Hunger for hope

Thursday, September 2nd, 2004

Read the words of Nelson Mandela, then consider the petty cruelty undergirding George Bush’s war.

“It was during those long and lonely years that my hunger for the freedom of my own people became a hunger for the freedom of all people, white and black,” he writes of his 27 brutal years on Robben Island. “I knew as well as I knew anything that the oppressor must be liberated just as surely as the oppressed. A man who takes away another man’s freedom is a prisoner of hatred. … The oppressed and the oppressor alike are robbed of their humanity.”

Whereas the U.S. chose to wage a brutal, high-tech war of vengeance against lightly armed surrogate enemies in Iraq in response to our single day of national horror, Mandela and his compatriots emerged from the half-century-long hell of apartheid determined to forgive their enemies and heal South Africa’s wounds, not inflict new ones.

Was our grievance so much greater?

Such are the questions that began to push at me as I read Paul Loeb’s new book, “The Impossible Will Take a Little While” (Basic Books). Not only is this anthology of essays and poetry “A Citizen’s Guide to Hope in a Time of Fear,” as it is subtitled, it is also, I can attest, a decent source of sustenance and fresh air amid the rhetorical gas leak of the Republican National Convention.

Reading it during this particular week certainly put the book’s purpose to a test: to “inspire people to keep on and persist.”

“The writers assembled here,” Loeb writes in the introduction, “have helped me maintain the belief that striving for a more human world is worth the effort. Again and again, they’ve satisfied my hunger for hope.”

This is a book for the ravenous, and it delivers with a broad and international array of writers, celebrated and unknown. My suggestion, however, is not to read the book passively, expecting inspiration on a platter. Read it with anger, even desperation — read it in your own personal crucible of frustration over 9/11, the war in Iraq, the war in Afghanistan, humanity’s spreading infection of violence and hate.

It is in this crucible, I believe, that Mandela’s words, and those of the other writers, whose wisdom is born of suffering and struggle, begin to glow. Hope becomes a vision of a humane future that is already under way, its infrastructure partially in place: Love thy enemy. Do unto others as you would have them do unto you. Stand up for what’s right. Revere life.

Such principles have practical application.

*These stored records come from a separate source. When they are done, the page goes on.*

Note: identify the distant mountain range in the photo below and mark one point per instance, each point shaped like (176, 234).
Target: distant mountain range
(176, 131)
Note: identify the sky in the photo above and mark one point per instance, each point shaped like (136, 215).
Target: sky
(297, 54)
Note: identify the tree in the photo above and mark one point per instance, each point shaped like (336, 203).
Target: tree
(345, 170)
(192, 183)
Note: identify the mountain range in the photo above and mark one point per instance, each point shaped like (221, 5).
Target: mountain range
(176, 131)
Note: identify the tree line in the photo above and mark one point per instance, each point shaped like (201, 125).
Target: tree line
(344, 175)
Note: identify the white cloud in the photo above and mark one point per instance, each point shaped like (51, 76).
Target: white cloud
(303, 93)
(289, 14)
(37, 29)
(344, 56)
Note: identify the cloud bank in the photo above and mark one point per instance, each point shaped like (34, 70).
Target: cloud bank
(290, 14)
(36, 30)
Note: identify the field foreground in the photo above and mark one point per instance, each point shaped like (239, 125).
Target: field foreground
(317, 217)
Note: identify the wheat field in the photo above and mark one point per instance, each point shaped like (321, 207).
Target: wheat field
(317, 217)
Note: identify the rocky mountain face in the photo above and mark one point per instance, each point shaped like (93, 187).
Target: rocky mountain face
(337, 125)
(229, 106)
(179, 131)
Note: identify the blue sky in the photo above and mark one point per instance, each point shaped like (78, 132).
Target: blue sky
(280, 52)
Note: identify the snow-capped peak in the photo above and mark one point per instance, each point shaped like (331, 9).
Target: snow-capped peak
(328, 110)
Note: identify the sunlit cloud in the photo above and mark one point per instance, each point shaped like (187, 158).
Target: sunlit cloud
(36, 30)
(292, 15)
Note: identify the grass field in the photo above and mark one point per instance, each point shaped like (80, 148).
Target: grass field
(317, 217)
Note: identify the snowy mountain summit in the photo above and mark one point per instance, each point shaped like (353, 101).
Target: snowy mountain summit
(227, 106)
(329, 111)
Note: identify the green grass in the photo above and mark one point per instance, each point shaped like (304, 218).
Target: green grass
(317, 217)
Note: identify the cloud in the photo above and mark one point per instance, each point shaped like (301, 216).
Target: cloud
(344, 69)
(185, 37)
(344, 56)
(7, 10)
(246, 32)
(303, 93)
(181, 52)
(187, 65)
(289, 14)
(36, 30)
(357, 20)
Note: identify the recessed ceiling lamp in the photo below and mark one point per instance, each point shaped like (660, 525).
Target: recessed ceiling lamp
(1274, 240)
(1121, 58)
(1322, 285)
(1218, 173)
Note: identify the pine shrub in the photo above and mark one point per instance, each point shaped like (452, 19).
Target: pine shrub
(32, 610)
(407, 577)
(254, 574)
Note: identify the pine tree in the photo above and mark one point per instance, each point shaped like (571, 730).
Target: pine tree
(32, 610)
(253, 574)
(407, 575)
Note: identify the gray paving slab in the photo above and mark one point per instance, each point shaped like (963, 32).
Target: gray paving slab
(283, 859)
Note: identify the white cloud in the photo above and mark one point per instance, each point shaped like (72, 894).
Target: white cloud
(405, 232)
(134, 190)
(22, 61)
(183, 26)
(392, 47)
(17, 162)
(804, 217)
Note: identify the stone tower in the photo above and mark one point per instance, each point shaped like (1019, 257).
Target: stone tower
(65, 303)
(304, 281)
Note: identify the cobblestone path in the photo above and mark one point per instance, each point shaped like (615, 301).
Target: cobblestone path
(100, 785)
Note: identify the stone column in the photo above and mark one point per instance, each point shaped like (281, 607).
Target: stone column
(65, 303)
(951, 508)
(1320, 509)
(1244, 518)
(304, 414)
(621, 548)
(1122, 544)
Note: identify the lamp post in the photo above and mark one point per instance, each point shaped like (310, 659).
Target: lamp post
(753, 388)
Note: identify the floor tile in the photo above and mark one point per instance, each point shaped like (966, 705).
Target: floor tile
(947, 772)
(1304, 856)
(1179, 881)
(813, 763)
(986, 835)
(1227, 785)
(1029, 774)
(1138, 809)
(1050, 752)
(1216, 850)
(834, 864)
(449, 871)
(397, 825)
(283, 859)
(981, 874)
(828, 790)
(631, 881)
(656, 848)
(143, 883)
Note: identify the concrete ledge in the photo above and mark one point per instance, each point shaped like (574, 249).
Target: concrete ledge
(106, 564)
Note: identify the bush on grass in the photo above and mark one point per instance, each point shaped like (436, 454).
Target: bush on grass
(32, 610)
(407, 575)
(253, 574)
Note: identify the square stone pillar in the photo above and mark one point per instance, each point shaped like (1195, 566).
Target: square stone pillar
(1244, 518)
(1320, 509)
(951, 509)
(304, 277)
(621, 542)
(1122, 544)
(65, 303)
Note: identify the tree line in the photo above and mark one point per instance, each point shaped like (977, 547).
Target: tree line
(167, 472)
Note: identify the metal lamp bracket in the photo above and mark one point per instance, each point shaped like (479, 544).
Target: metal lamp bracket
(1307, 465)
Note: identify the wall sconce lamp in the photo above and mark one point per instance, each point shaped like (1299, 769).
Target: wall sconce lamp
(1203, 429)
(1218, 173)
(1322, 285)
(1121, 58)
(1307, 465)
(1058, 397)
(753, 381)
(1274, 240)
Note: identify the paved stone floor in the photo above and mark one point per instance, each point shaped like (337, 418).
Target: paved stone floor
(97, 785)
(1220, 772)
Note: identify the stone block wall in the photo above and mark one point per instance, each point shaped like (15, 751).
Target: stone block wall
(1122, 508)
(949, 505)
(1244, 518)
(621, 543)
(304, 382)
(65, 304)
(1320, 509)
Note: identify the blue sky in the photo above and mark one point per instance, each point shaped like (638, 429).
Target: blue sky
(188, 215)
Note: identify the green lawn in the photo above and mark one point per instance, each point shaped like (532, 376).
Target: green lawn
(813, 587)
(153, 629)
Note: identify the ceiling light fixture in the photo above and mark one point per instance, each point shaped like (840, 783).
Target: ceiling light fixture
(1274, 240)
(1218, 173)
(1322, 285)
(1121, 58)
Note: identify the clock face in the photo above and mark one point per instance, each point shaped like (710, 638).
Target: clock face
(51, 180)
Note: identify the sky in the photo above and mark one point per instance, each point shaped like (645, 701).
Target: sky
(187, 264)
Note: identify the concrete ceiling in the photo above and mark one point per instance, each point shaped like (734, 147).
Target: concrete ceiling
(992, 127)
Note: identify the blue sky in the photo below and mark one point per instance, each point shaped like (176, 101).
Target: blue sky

Renewing one’s sense of this, in the ambiguous and murky reality of everyday life, is what hope is all about.

So Mandela stuns us with his humanity, which ripened in his long, hard imprisonment, and did not turn to bitterness. He practiced running a country by winning over his Afrikaner jailers — standing up to them, yes, but also patiently talking to them, undoing their prejudices. As I read his account, I felt my own small grievances against life fall away. Idealism plus courage equals history.

Alice Walker, in her essay called “Only Justice Can Stop a Curse,” dissects the rage and humiliation of the oppressed and notes that the “curse” in an ancient invocation — “by a person who would readily, almost happily, commit suicide, if it meant her enemies would also die” — is coming to pass. It’s called terrorism.

She talks about her own temptation to succumb to the curse-prayer: as a black woman, a veteran of the harrowing voter-registration drives in the Deep South in the mid-’60s, when intimidation was the norm and murder had official sanction. “We knew no one in white America paid the slightest attention to the deaths of such as us.”

But like Mandela, like every essayist in Loeb’s book, she transcends this temptation: “I have learned to accept the fact that we risk disappointment, disillusionment, even despair, every time we act. Every time we decide to believe the world can be better. Every time we decide to trust others to be as noble as we think they are. And that there might be years during which our grief is equal to, or even greater than, our hope. The alternative, however, not to act, and therefore to miss experiencing other people at their best, reaching toward their fullness, has never appealed to me.

“Only justice can stop a curse.”

Hope is believing we will one day hear an American president mobilizing the country with such words.